When Two Hands Clap: Government and Public Spatial Collaborative Oversight and the Effectiveness of Environmental Regulation
Presented by:
Tingting Xie
School of Economics
Central University of Finance and Economics
Wednesday, October 22, 2025
12:00 pm-1:30 pm
Taylor-Hibbard Seminar Room (Rm103)
The effective enforcement of environmental regulation fundamentally depends on the ability to detect pollution incidents. This paper exploits the staggered establishment of automatic air-monitoring stations in China as a quasi-natural experiment and employs a difference-in-differences framework to identify the spatially heterogeneous effects of top-down and bottom-up regulatory mechanisms. The results show that in urban cores—where pollution sources are concentrated and environmental performance is more politically salient—formal government oversight plays a dominant role in improving air quality. In contrast, in suburban areas characterized by dispersed pollution sources and weaker politically salient, bottom-up citizen monitoring serves as a crucial complement.
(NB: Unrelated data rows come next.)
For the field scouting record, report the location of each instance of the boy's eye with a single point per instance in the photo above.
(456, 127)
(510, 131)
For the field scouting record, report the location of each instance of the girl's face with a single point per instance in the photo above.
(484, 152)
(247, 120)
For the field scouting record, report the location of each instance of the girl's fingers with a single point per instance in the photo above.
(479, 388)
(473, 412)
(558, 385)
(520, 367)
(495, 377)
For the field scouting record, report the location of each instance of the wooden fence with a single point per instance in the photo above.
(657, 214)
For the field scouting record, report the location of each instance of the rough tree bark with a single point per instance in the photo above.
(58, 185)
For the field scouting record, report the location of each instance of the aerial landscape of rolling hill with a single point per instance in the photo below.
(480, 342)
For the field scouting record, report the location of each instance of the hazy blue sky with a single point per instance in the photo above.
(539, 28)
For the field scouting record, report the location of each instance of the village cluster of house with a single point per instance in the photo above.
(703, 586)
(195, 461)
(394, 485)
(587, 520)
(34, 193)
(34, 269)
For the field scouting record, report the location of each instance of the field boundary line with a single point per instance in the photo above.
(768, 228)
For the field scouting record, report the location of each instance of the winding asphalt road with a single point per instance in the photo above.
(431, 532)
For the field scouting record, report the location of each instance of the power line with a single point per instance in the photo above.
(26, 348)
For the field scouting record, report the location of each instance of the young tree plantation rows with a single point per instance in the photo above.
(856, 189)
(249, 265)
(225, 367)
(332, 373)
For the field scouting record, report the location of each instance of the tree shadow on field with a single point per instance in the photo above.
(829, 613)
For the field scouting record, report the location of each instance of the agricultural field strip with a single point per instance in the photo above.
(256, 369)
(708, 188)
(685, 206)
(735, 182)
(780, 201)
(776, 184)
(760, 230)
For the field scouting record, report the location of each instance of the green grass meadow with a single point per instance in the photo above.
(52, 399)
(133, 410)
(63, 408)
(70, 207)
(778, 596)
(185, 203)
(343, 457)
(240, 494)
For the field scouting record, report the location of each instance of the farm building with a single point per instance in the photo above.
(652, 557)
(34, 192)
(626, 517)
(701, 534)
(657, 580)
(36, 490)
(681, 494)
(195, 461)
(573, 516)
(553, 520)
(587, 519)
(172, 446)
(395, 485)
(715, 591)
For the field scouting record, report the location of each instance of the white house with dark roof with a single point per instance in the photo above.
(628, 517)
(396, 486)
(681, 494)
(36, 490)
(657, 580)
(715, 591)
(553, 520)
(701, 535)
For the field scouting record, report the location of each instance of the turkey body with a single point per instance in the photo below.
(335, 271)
Mechanism analysis reveals that the establishment of monitoring stations activates suburban participation through an information–awareness–complaint–enforcement channel: public disclosure of pollution data enhances environmental awareness, triggers citizen complaints, and subsequently induces government enforcement. By systematically distinguishing the contexts in which formal and informal regulatory forces are most effective, this paper provides new insights into how government and citizen oversight can jointly enhance the effectiveness of environmental governance.